On Friday, June 8th, 2012, I had the opportunity to discuss Open Data and Open Government with Tony Clement, the President of the Treasury Board Secretariat (TBS), as well as other MPs and members of the Laurier Institute of Public Opinion and Policy (LISPOP). Our time with the Minister was short and the agenda was tight, but we managed to have a great discussion on data.gc.ca, the Treasury Board’s pilot programme to build a single, unified government data and statistics portal for Canadians.

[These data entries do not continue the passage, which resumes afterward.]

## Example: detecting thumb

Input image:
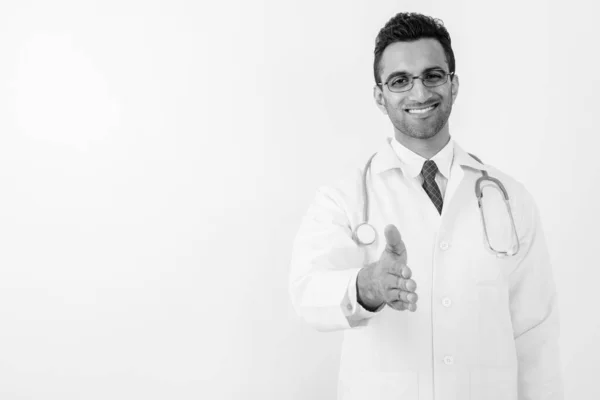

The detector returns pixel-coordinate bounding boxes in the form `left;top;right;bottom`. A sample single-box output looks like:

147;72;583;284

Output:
383;224;406;256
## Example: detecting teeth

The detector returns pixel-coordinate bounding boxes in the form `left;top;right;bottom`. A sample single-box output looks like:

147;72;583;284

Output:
408;106;434;114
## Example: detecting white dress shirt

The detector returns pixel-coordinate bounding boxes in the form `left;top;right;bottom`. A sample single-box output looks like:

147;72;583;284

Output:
391;138;454;198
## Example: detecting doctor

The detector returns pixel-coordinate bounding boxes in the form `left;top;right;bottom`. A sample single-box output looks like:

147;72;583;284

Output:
290;13;563;400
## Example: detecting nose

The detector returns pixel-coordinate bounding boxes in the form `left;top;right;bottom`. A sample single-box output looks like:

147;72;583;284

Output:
409;78;432;103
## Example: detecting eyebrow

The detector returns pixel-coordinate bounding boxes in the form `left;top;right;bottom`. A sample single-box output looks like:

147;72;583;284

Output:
384;66;446;82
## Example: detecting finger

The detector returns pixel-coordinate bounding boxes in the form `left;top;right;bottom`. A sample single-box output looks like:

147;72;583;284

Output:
402;265;412;279
388;289;419;303
383;224;406;256
388;300;408;311
394;278;417;292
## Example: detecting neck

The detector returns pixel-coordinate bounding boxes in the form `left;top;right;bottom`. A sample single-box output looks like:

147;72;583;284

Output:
395;125;450;160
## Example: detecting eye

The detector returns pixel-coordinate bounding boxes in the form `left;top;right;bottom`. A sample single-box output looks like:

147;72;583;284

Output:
425;71;446;82
388;76;410;88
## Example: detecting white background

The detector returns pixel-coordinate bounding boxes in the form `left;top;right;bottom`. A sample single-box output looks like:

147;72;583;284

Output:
0;0;600;400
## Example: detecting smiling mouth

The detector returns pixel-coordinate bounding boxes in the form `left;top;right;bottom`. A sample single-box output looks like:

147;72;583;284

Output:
404;103;439;115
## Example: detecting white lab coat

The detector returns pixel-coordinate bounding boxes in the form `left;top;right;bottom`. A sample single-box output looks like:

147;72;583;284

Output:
290;139;563;400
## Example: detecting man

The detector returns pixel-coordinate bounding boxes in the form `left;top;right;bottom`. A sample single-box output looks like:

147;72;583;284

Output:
290;13;563;400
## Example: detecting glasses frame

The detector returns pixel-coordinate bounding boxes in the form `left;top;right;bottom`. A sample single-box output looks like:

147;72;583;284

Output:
377;71;455;93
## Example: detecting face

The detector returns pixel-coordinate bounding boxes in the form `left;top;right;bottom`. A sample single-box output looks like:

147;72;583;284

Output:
374;39;458;141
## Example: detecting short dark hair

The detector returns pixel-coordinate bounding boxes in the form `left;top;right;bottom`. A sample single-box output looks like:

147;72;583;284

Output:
373;13;455;83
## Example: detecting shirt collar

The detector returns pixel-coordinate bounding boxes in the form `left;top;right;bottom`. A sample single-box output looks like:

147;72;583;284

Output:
390;138;454;179
371;138;488;174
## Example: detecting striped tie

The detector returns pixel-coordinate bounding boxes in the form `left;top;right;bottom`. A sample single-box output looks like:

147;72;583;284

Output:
421;160;444;214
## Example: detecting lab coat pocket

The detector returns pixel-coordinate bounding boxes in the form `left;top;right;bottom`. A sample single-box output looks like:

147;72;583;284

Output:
338;371;419;400
471;254;514;286
471;368;518;400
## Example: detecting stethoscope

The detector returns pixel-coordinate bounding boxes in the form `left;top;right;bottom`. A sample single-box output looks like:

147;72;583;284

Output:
352;153;520;257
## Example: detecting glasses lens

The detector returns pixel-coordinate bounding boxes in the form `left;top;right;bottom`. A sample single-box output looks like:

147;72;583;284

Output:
387;75;411;92
423;71;448;87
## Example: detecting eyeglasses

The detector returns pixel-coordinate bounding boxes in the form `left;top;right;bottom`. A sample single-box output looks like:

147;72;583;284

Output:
377;71;454;93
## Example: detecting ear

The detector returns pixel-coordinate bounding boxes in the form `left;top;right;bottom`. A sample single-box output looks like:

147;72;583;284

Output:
451;75;460;104
373;85;387;115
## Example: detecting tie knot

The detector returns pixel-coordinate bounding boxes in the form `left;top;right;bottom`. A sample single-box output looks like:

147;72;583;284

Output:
421;160;438;181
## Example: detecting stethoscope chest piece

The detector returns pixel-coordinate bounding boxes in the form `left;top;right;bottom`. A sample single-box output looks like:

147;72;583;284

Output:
354;222;377;246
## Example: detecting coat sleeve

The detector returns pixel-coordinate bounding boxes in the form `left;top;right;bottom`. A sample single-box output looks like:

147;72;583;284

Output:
289;184;377;331
510;188;563;400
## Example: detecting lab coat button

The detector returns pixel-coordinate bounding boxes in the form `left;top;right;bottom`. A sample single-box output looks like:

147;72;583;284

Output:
444;356;454;365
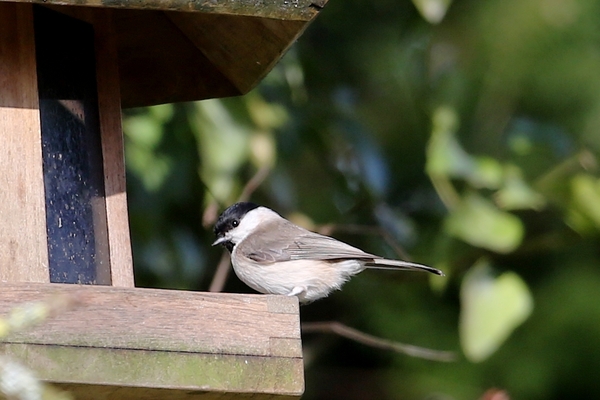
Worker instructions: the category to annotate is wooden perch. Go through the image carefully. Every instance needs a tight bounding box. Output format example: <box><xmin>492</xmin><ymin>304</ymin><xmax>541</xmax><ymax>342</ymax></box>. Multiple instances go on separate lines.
<box><xmin>0</xmin><ymin>283</ymin><xmax>304</xmax><ymax>399</ymax></box>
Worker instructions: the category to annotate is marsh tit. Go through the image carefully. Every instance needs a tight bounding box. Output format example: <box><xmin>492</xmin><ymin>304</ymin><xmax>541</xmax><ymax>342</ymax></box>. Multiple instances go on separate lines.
<box><xmin>213</xmin><ymin>202</ymin><xmax>444</xmax><ymax>303</ymax></box>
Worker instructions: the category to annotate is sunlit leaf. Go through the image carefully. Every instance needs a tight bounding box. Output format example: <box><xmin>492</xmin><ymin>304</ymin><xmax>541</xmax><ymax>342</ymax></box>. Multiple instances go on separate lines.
<box><xmin>426</xmin><ymin>107</ymin><xmax>475</xmax><ymax>176</ymax></box>
<box><xmin>568</xmin><ymin>174</ymin><xmax>600</xmax><ymax>232</ymax></box>
<box><xmin>426</xmin><ymin>107</ymin><xmax>502</xmax><ymax>189</ymax></box>
<box><xmin>459</xmin><ymin>260</ymin><xmax>533</xmax><ymax>362</ymax></box>
<box><xmin>445</xmin><ymin>193</ymin><xmax>524</xmax><ymax>253</ymax></box>
<box><xmin>495</xmin><ymin>165</ymin><xmax>546</xmax><ymax>210</ymax></box>
<box><xmin>413</xmin><ymin>0</ymin><xmax>452</xmax><ymax>24</ymax></box>
<box><xmin>123</xmin><ymin>105</ymin><xmax>173</xmax><ymax>191</ymax></box>
<box><xmin>192</xmin><ymin>100</ymin><xmax>251</xmax><ymax>204</ymax></box>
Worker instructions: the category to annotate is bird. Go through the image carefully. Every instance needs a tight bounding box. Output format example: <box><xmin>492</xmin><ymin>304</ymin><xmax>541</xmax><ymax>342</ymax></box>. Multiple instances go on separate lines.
<box><xmin>212</xmin><ymin>202</ymin><xmax>444</xmax><ymax>304</ymax></box>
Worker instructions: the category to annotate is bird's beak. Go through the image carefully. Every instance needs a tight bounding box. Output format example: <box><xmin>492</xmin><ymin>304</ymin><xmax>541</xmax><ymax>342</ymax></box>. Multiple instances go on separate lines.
<box><xmin>212</xmin><ymin>236</ymin><xmax>227</xmax><ymax>246</ymax></box>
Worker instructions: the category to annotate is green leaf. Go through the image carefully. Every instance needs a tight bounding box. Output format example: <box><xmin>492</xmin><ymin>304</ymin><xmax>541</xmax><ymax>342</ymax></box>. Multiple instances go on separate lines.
<box><xmin>427</xmin><ymin>107</ymin><xmax>503</xmax><ymax>189</ymax></box>
<box><xmin>568</xmin><ymin>174</ymin><xmax>600</xmax><ymax>232</ymax></box>
<box><xmin>495</xmin><ymin>165</ymin><xmax>546</xmax><ymax>210</ymax></box>
<box><xmin>445</xmin><ymin>193</ymin><xmax>524</xmax><ymax>253</ymax></box>
<box><xmin>459</xmin><ymin>260</ymin><xmax>533</xmax><ymax>362</ymax></box>
<box><xmin>413</xmin><ymin>0</ymin><xmax>452</xmax><ymax>24</ymax></box>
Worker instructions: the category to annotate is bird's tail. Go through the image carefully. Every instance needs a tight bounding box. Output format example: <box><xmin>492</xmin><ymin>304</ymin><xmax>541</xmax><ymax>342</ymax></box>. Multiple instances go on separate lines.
<box><xmin>366</xmin><ymin>258</ymin><xmax>444</xmax><ymax>276</ymax></box>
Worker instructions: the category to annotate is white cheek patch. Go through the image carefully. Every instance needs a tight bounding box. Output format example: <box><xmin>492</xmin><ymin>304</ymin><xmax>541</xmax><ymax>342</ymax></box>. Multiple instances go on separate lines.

When you get a chance to sit with industry, government and academic leaders, you better come prepared. I knew data.gc.ca from recent experience and had already compared it to other Government of Canada (GC) data portals, as well as some other national portals. I also printed recommendations to distribute to the room, which I believed helped focus the meeting on a few key points. Given the people we were speaking to, i.e., high-level ministers, aides and MPs, I focused my talking points on managerial and strategic concerns they can address in their own planning and visioning exercises. What’s important here is understanding what your audience wants to learn, and then communicating it in a manner than will help them visualize the idea they have themselves. The Minister’s chief concerns probably lie not in which research community uses which programme for statistical analysis as they do in the ability to develop the means for people from all backgrounds to access government-collected data regardless of platform. In moments like this, it’s best to keep your focus on broad, easily communicated strategies that can produce short-term and long-term results. No conversation is not without a persuasive element, and if I had a chance to speak, I wanted to be sure I was understood.
data.gc.ca is a pilot project, so we shouldn’t be quick to judge its merits and deficiencies. The Minister and his aides emphasized that the site is a work in progress and that he was looking for advice on how to improve its design and the end-user’s ability to access government data and statistics through it. In short, he wanted to meet us so that we could share our opinions and make recommendations to improve the service now and in the future.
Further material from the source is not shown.